Welche Gefühle lösen diese Bilder in Gaza aus oder im Westjordanland? In Syrien oder im Libanon? Dort sind die Erfahrungen der Kriege noch besonders lebendig. Gaza ist mit 1,5 Millionen Einwohnern eines der am dichtesten besiedelten Gebiete der Welt. Der Angriff Israels auf Gaza im Jahre 2008 hatte schreckliche Folgen. 1400 Tote, darunter mehr als 300 Kinder und Jugendliche, eine zerstörte Infrastruktur und traumatisierte Menschen. Das Gebiet war und ist abgeriegelt und wurde aus der Luft, von See und vom Land her beschossen. Niemand konnte dem entfliehen.

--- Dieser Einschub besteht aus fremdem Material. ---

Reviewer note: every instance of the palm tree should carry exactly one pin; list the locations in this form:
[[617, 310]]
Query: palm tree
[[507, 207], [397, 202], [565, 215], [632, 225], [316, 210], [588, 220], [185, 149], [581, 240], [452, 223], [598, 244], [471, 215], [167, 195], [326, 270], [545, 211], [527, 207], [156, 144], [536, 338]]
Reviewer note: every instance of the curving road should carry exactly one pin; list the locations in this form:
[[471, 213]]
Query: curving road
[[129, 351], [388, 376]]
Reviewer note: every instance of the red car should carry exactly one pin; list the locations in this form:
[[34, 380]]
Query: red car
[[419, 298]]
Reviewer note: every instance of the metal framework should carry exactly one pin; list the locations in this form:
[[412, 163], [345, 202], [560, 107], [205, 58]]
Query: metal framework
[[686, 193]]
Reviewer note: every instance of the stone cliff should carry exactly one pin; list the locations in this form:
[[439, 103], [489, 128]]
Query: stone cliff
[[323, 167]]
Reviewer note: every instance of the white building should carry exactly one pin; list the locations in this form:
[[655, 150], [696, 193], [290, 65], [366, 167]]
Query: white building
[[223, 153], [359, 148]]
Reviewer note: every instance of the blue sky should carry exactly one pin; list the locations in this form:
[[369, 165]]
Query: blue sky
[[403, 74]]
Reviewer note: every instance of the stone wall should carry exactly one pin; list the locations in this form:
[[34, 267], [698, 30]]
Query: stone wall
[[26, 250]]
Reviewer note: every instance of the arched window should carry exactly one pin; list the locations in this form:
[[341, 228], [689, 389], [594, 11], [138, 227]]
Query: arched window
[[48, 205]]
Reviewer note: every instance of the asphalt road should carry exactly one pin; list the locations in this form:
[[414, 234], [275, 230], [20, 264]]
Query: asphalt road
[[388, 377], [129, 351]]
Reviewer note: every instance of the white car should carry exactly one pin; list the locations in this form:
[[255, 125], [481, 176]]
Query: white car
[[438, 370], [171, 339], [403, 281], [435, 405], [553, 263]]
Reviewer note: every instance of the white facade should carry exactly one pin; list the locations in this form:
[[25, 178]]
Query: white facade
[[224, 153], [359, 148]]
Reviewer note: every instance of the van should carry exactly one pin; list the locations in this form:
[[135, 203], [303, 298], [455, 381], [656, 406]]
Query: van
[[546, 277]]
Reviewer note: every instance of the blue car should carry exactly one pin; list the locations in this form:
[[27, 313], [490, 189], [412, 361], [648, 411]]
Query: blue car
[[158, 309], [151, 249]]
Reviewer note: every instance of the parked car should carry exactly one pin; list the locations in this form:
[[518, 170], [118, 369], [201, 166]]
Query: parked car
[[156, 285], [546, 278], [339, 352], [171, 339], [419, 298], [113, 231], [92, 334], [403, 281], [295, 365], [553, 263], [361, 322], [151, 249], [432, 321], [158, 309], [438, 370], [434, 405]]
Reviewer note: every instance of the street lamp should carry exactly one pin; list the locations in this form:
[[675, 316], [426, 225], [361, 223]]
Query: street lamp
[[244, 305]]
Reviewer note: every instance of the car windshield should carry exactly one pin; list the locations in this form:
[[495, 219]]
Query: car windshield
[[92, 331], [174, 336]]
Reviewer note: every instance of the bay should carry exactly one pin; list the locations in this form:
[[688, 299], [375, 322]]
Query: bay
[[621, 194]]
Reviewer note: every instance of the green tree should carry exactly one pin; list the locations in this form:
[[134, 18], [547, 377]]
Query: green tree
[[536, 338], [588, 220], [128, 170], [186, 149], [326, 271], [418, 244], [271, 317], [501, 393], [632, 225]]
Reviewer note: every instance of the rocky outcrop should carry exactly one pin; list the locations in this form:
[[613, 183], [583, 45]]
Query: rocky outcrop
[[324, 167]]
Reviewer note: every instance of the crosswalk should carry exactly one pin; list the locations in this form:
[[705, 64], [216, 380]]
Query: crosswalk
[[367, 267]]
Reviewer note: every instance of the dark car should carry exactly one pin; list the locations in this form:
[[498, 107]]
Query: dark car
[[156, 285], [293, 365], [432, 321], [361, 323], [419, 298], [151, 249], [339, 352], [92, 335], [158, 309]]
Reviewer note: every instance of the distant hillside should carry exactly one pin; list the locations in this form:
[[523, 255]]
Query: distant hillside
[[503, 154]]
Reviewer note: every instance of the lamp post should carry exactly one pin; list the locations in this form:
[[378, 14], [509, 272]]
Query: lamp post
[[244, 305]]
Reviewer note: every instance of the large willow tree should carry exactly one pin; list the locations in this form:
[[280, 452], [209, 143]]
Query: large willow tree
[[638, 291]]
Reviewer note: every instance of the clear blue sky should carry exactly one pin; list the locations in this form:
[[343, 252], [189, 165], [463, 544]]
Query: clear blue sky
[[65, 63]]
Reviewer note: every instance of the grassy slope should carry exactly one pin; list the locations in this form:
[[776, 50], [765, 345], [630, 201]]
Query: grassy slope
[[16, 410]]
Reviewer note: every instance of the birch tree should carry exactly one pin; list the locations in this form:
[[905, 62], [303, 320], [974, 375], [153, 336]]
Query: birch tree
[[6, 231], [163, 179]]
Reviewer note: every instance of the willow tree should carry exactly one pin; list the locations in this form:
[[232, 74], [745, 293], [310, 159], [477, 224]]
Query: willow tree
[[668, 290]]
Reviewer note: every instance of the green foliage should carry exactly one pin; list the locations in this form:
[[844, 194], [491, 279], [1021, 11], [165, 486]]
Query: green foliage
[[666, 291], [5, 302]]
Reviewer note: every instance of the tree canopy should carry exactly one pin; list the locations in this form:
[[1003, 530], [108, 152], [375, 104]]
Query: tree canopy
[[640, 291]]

Abgeriegelt ist Gaza auch heute noch. Hilfstransporte auch der UNO erreichen die Region selten. Die UNO fordert, die Blockade aufzuheben. Doch diese Resolutionen des Weltsicherheitsrates missachtet Israel. Es wird einsam um dieses Land, das so viele Freunde hat und noch mehr haben könnte. Die Zahl der Verbündeten, die abrücken von dieser Politik, nimmt zu, selbst die USA. Erstmalig seit sehr langer Zeit haben die Vereinigten Staaten kein Veto gegen eine Resolution eingelegt, die Israels Handeln verurteilt. Wie lebensfremd ist eine Regierung, die das nicht in Rechnung stellt, es nicht wahrhaben will?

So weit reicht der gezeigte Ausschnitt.